A Start Point for the Future
Principal Investigator, Dr. Mohamed Dirani from the Centre for Eye Research Australia, said, “Australia is leading the way in producing invaluable data on the prevalence and major causes of vision impairment and blindness, with the National Eye Health Survey giving us an up-to-date evidence based picture of the nation’s eye health for the first time.
“The survey findings will assist in targeting Australia’s eye health and vision care resources more effectively, and provides a start point for more effective evaluation of the impact of eye health interventions across the nation.”

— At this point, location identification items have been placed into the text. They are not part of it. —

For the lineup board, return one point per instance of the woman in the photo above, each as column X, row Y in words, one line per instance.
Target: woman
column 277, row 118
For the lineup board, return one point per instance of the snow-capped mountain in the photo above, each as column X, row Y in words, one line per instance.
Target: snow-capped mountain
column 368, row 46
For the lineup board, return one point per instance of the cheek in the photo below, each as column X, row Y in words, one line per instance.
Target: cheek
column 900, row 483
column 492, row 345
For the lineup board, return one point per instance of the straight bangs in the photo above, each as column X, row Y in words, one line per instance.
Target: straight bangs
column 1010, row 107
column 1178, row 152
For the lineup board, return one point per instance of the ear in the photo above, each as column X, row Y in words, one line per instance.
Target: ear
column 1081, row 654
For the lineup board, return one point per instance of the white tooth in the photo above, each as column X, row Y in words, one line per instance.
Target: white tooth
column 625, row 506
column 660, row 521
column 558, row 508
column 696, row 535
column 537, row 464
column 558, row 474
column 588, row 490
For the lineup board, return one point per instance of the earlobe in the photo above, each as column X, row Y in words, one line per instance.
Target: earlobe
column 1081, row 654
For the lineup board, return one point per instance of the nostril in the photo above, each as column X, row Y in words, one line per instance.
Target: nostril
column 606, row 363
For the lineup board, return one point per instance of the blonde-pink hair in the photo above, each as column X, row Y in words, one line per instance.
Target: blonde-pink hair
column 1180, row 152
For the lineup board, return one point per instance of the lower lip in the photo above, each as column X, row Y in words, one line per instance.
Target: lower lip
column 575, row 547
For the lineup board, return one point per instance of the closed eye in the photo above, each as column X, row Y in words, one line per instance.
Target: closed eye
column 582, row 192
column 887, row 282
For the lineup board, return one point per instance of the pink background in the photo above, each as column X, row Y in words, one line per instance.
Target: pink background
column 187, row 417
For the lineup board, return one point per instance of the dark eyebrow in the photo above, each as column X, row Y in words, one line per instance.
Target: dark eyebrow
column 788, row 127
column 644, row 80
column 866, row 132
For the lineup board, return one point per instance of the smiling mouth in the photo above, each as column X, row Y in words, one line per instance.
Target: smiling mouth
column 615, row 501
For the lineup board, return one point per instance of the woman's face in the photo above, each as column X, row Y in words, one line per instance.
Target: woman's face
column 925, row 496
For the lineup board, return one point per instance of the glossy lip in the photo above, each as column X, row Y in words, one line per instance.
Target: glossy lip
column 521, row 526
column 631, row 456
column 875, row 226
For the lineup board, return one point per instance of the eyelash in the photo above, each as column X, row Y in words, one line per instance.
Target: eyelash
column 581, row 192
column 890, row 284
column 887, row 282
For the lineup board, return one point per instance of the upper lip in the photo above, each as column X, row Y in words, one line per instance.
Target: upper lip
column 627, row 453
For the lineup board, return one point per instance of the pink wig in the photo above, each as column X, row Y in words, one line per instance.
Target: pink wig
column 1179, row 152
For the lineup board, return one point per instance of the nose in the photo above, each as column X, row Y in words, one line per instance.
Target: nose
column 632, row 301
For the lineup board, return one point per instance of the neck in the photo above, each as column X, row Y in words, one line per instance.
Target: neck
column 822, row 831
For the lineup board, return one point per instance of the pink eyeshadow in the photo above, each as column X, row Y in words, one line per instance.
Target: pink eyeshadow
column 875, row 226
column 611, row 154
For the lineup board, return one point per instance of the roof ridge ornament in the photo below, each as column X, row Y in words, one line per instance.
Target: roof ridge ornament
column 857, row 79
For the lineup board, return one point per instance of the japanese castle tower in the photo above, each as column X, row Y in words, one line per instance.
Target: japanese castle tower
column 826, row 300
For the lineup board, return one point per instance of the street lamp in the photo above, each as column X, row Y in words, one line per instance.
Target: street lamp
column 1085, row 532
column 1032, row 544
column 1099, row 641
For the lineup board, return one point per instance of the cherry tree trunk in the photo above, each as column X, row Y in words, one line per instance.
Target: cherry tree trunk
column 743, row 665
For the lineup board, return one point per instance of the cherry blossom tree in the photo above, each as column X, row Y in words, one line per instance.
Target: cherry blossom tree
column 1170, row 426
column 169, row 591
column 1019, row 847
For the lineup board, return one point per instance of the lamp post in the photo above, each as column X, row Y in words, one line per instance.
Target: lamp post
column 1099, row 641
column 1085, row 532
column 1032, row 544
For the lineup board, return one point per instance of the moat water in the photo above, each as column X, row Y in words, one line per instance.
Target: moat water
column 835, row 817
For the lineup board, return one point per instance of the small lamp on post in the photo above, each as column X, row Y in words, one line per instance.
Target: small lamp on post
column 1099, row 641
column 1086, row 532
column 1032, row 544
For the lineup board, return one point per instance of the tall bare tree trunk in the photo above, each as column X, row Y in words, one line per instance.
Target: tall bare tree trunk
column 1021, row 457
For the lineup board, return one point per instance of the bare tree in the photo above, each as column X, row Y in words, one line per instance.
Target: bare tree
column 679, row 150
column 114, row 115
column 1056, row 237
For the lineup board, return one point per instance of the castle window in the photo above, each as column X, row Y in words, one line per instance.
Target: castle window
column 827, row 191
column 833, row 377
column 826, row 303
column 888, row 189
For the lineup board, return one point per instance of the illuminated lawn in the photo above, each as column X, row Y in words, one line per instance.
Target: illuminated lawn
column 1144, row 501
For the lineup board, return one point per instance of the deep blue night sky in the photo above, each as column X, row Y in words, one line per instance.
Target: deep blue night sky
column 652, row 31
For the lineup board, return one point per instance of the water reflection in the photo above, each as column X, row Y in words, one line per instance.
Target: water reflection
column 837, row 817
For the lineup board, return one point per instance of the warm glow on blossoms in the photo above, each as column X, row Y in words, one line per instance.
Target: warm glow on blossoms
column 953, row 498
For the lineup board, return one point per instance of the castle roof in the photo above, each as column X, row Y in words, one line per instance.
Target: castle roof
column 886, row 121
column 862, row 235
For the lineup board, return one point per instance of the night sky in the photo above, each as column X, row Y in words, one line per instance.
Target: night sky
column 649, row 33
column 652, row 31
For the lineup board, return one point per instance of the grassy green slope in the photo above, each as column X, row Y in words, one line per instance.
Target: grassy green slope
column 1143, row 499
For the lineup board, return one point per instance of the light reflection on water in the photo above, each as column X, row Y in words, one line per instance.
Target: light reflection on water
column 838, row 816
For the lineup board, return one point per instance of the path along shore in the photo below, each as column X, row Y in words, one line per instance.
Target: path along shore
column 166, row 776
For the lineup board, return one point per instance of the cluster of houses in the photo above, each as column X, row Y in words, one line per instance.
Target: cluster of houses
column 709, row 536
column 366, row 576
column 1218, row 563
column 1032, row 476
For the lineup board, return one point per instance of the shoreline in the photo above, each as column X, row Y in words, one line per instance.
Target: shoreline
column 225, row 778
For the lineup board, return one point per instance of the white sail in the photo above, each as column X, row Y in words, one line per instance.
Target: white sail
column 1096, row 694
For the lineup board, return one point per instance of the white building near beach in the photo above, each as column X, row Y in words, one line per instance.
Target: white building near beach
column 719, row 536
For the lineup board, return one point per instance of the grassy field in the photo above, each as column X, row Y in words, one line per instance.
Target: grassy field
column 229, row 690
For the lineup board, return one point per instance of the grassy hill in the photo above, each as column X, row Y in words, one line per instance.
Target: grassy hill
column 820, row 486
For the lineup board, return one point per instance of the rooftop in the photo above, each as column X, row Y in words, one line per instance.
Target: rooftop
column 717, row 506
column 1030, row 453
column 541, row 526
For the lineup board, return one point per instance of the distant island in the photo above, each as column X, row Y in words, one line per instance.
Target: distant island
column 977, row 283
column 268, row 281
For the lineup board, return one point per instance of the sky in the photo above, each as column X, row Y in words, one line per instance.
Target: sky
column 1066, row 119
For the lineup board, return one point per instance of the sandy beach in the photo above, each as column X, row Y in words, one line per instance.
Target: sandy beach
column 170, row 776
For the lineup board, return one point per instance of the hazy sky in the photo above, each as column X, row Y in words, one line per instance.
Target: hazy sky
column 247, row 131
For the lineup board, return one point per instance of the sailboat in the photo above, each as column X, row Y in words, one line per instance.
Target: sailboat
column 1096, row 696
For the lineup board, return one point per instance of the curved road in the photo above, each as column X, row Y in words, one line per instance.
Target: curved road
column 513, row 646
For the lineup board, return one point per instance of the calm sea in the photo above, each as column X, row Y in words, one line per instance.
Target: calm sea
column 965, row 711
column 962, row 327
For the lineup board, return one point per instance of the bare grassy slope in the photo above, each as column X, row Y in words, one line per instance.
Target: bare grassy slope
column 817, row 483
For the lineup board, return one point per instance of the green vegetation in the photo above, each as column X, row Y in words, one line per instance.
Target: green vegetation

The participants who enrolled in the National Eye Health Survey completed a simplified eye examination and a standardised general questionnaire. Recruitment and data collection was conducted across approximately 30 testing sites in Australia in urban, regional and remotes areas. The survey concluded at the end of April 2016.
The NEHS was funded by the Australian Government, with contributions from the Centre for Eye Research Australia, OPSM, Novartis, Zeiss, Brien Holden Vision Institute, Optometry Australia, National Aboriginal Community Controlled Health Organisation and the Royal Flying Doctor Service.